Ground Floor: Scandals in the Irish banking industry were in the news before I took a break and they're still in the news on my return - even if the bank concerned is different.
It has been impossible to avoid the in-depth coverage afforded to the National Irish Bank (NIB) investigation, which shed more light onto murky practices within the industry. The final report spells out tax evasion and indiscriminate overcharging issues and paints a damning portrait of Irish banking in the 1980s and 1990s.
It's very difficult, as someone who worked in the industry during that period, not to feel that in my memory of those days has been tainted by the revelations.
In my case, things were somewhat different since, working in the dealing room, I didn't have much contact with either commercial or private customers of the bank. My business relationships, and those of my colleagues, were mainly with other banks. There were corporate and high-net- worth relationships too, but they diminished as the needs of the particular banks I worked with changed. For us, dealing with overseas banks in the swaps market became more important and corporate loans were more valuable than deposits.
Nevertheless, the Irish pound deposit market - as it was then - would always have been an integral part of any bank's business.
There is no doubt that during the 1980s and 1990s the issue of DIRT on deposits was a major one. In the case of financial institutions themselves, DIRT was not levied and that's why it was not of particular concern to anyone in the dealing room.
However, our corporate customers did often ask us about DIRT-free products. I feel particularly naïve at this point in saying that we simply shrugged and told them that it wasn't possible for Irish residents. Some of our customers told us that they could get better deals elsewhere. As wholesale bankers, corporate deposits weren't a primary source of funding, so we would let those depositors go, even though the credit department would sometimes call to ask why we'd lost deposit business from a credit customer.
We did sometimes wonder how they were getting better deals; we often laughed over the fact that, if someone was paying them over the odds, or offering a service which we couldn't offer, it was probably too good to be true in the long term.
It was, of course. Rather interestingly, though, the focus of discussion regarding NIB and tax evasion has been that the bank badly advised customers and is liable for Revenue payments. But when the Government was making strong statements about tax compliance and customers still availed of products designed to "hide" money from the taxman, they must surely accept part of the blame.
While individual customers with relatively small amounts of money may feel aggrieved at the advice, there were, at the time, plenty of customers with greater sums demanding DIRT-free products. And they knew that they were available somewhere.
Interestingly, in scooping money from depositors who should have been in the DIRT regime, and giving them a poor return for their money (although hiding it from the Revenue was seen as worth it), NIB was also operating at an unfair advantage over other banks in the system.
If you didn't offer a customer a DIRT-free package and they walked away with their deposit, you had to find the money elsewhere, sometimes at a higher rate of interest.
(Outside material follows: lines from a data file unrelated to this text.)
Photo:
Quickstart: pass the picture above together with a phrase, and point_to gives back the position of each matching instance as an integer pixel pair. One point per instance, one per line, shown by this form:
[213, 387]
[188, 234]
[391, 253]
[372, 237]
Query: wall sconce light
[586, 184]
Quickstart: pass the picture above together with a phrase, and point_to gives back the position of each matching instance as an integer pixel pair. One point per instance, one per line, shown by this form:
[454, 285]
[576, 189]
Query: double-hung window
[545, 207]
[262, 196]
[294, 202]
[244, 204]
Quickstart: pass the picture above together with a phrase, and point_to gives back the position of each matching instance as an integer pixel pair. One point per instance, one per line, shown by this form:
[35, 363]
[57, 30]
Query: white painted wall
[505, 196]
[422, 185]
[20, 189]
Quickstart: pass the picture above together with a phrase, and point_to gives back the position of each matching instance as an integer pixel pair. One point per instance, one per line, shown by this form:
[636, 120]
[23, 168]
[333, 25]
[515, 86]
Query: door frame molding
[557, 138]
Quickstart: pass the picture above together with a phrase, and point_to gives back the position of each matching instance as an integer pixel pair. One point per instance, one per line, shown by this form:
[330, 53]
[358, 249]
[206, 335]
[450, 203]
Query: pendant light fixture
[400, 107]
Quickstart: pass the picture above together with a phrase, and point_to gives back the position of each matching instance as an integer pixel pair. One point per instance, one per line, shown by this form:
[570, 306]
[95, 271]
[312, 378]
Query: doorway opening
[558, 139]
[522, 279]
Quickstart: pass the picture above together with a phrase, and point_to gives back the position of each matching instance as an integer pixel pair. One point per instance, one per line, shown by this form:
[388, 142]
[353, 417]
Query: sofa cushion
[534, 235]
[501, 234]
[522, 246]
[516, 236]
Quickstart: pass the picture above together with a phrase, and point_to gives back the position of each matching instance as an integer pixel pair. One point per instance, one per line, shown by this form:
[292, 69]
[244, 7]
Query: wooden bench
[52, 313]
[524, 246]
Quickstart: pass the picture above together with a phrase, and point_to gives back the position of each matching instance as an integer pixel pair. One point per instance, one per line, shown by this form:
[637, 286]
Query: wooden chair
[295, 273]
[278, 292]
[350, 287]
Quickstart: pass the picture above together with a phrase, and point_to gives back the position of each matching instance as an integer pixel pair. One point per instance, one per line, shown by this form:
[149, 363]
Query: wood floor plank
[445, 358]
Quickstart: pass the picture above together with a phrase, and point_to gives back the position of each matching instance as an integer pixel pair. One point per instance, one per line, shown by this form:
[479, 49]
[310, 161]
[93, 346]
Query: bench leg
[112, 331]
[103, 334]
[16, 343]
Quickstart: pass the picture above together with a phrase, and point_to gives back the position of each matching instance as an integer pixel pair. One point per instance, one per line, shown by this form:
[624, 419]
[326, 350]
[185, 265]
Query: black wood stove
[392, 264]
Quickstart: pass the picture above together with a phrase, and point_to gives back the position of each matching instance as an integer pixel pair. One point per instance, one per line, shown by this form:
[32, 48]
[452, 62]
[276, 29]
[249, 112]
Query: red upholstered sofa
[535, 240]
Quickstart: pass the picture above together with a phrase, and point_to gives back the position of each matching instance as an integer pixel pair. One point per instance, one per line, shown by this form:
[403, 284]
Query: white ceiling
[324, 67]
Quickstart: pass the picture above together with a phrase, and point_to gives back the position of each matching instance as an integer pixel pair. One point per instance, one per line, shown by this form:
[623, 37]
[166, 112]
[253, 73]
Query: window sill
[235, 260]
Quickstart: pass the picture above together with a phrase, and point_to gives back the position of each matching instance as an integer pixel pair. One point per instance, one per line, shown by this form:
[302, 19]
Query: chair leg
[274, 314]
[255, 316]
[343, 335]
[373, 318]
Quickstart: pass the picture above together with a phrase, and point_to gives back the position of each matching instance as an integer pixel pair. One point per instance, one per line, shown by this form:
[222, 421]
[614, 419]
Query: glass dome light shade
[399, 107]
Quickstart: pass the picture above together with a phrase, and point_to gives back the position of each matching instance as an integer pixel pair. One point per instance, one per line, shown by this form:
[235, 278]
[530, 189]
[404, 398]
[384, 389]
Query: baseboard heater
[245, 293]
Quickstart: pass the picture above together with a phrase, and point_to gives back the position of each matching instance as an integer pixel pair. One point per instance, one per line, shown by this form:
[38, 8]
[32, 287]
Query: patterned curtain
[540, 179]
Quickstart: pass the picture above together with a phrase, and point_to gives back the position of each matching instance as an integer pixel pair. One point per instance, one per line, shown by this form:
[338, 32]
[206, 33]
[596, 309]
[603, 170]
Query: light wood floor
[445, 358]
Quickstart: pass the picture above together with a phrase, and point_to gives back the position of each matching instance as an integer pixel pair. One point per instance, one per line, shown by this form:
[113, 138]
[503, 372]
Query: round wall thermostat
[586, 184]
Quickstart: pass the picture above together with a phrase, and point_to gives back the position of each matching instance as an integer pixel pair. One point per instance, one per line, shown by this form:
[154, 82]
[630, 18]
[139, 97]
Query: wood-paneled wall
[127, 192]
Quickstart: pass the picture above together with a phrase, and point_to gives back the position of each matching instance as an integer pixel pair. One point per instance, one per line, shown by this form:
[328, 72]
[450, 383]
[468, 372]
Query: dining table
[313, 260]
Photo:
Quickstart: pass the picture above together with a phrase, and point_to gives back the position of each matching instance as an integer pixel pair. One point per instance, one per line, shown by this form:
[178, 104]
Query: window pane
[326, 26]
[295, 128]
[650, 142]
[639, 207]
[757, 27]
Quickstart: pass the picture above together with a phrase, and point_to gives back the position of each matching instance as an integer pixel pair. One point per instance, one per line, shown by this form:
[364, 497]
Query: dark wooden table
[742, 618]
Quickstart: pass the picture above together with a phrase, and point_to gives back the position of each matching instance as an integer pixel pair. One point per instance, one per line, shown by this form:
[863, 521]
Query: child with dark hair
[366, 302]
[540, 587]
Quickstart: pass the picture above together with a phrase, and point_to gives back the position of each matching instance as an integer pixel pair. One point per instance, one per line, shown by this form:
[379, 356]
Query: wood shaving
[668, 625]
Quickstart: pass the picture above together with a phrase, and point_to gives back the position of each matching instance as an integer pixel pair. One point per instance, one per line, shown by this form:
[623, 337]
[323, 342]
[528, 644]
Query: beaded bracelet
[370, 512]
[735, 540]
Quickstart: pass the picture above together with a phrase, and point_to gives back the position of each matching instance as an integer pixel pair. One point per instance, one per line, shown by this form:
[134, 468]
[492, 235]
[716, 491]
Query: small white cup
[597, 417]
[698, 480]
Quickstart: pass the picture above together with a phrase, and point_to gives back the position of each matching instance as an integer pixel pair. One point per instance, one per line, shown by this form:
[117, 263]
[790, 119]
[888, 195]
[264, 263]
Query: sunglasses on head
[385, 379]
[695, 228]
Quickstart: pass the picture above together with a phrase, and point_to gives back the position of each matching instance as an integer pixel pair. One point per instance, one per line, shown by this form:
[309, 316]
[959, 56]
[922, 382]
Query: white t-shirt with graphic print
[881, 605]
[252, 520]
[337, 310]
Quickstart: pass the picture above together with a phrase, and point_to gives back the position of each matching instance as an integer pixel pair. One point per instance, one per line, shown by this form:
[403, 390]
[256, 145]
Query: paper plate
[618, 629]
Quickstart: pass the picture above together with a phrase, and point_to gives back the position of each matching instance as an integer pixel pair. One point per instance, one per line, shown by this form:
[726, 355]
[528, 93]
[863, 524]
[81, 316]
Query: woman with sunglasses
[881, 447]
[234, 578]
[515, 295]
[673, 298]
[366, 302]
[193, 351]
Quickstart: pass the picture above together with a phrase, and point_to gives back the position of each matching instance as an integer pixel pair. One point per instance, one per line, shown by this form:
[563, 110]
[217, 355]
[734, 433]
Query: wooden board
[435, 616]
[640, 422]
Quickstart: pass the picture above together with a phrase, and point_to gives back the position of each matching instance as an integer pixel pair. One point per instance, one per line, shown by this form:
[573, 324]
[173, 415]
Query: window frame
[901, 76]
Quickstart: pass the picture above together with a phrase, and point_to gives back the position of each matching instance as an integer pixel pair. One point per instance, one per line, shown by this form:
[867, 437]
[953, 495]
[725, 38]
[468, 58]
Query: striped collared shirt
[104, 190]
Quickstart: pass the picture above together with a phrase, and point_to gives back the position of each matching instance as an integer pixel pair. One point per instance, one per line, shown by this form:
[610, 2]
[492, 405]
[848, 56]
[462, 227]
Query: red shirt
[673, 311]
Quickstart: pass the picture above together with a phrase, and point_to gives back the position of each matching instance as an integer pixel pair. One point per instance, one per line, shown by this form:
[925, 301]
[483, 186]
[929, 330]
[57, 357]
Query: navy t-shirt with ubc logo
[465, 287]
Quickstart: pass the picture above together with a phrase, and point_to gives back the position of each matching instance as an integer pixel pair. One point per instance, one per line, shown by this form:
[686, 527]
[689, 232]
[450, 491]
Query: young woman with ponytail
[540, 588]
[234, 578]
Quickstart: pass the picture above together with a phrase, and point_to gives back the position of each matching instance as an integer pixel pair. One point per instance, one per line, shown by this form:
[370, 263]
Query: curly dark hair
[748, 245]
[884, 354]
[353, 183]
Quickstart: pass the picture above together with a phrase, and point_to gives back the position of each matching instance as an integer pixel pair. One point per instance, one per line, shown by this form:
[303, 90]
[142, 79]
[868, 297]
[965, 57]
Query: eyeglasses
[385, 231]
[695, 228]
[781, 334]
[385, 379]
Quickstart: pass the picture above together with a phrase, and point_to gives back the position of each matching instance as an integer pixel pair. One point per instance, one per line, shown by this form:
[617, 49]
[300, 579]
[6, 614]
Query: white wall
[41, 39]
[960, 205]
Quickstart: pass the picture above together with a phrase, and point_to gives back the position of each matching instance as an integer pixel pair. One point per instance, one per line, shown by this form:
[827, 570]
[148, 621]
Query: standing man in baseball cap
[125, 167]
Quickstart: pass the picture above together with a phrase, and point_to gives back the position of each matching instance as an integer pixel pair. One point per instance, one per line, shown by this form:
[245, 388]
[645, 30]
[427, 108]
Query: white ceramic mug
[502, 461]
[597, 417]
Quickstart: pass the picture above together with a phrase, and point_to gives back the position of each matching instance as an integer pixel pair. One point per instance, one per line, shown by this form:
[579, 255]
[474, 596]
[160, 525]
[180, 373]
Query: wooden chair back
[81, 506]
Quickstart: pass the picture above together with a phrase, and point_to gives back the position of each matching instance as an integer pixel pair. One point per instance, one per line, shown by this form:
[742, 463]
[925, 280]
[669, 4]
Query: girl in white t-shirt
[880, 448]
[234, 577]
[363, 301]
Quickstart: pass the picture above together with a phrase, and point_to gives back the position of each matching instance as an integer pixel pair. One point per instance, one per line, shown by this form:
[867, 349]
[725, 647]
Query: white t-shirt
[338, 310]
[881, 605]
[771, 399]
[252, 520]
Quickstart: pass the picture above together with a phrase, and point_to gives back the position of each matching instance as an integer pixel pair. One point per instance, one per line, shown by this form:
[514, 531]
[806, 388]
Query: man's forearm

If branches of other banks were seeing their depositors disappear, what impact was that having on profitability as well as morale and careers?
Meanwhile the other aspect of the report - into arbitrary charging of customers depending on how much of a nuisance they had been - is fairly incredible. Not necessarily because of the concept, simply its execution. After all, don't auditors and solicitors charge on the basis of billable hours? If you were a customer who took up a lot of bank time, why shouldn't you be charged for it? It was the fact that the charging was arbitrary and added on as interest that beggars belief.
The whole thing is yet another shabby chapter in the history of Irish banking. The capitalist curse of profit above all else seems to have pervaded our mindset so much that "right" and "proper" have become quaint oddities for "fools" and "suckers".
A less shocking banking story has also been in the news with the takeover bid for Abbey National by Spain's largest bank, Santander Central Hispano. The difficulty in concluding this deal lies in the fact that almost a third of the bank is owned by private shareholders who got their stake when the former building society demutualised.
Institutional investors - the other shareholders - are looking for something a little better than the initial offer, although Abbey has been a poor performer of late and most of them think it could do better under different ownership. But the task of persuading British private investors to own shares in a company listed on the Madrid stock exchange rather than the Footsie isn't easy. And that's despite the fact that nearly a million Brits have already invested in Spain already by buying homes there!